Recent consultations at the Center for Strategic and International Studies recommended that sharing data across sectors—human health, animal health, the pharmaceutical industry, food systems, and agriculture—is an essential first step. Several high-income countries, like Denmark, have generated evidence to design interventions that reduce the overuse and misuse of antibiotics in animal production while, at the same time, ensuring that their producers’ livelihoods and animals’ health are not negatively affected. However, implementation of National Action Plans for reducing AMR that many low- and middle-income countries have developed with international support remains a challenge. Insufficient political commitment, limited technical capabilities, and the funding resources necessary to put diagnostic and surveillance systems in place all contribute to slow progress in reducing antimicrobial use. At the local level, engagement of community leaders as well as animal producers (involving both men and women) is critical to increasing awareness and laying the groundwork for more AMR-sensitive food and agriculture practices.

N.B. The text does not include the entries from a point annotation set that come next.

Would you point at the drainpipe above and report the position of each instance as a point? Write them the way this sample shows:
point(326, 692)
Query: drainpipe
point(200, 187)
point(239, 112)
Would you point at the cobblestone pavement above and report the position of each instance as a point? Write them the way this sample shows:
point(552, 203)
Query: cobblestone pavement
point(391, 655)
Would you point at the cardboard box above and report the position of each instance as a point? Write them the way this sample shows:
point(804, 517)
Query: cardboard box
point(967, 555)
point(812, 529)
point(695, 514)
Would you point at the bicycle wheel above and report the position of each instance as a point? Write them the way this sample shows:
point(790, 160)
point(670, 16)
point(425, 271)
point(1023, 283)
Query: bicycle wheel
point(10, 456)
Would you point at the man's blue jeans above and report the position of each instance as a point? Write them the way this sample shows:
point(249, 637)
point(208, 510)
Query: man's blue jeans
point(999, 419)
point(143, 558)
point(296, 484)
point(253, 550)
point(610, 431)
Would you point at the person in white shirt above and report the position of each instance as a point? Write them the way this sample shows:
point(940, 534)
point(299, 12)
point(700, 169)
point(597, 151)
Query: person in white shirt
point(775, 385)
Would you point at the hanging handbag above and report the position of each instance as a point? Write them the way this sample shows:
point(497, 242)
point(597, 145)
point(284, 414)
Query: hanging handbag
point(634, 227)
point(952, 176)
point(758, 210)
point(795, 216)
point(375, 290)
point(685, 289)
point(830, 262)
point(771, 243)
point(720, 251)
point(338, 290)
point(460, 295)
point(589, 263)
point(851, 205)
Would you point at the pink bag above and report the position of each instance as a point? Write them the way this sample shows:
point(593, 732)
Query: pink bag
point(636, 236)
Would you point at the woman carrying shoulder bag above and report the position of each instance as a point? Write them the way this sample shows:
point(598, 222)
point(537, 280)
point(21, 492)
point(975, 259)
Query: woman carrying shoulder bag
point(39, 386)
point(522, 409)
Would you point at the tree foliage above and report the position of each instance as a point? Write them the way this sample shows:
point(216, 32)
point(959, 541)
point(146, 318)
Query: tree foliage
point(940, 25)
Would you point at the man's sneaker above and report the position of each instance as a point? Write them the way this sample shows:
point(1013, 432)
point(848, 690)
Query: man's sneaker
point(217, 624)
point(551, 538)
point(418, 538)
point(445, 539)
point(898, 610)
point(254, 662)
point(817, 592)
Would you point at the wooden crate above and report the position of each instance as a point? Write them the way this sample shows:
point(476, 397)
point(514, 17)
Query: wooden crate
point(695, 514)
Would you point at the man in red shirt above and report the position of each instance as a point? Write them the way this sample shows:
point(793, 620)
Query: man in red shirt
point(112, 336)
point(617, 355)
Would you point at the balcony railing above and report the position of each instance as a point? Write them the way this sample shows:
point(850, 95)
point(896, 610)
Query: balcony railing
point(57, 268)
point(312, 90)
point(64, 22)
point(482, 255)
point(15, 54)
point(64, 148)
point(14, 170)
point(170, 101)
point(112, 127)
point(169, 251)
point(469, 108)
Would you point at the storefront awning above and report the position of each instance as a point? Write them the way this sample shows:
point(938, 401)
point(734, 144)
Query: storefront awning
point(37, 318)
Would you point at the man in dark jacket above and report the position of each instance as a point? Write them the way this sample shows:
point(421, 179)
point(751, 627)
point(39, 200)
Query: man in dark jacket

Discussions in the United Nations have promoted the reduction of AMR using the One Health approach (i.e., multisectoral, transdisciplinary, and coordinated). The complexity of the food and health systems, though, makes this a challenge for resource-strapped low- and middle-income countries and for the many smallholder livestock producers, veterinarians, pharmaceutical marketing agents, and public regulatory agencies who need to be engaged.
The ongoing Covid-19 pandemic, however, is demonstrating how a broader commitment to tackling AMR might build on the levels of scientific collaboration and public awareness that have been generated by the spread of the novel coronavirus and the search for effective therapeutics as well as preventative vaccines. Focused discussion on how this experience might guide development of new opportunities to address AMR (and zoonotic diseases more generally) should be part of the upcoming United Nations 2021 Summit on Food Systems as it shapes up in the coming months. The recent launch of the International Center for Antibiotic Resistance Solutions (ICARS) with the support of the Danish government as well as the establishment of the AMR Hub at the CGIAR’s International Livestock Research Institute should help to inform this discussion and active follow-up.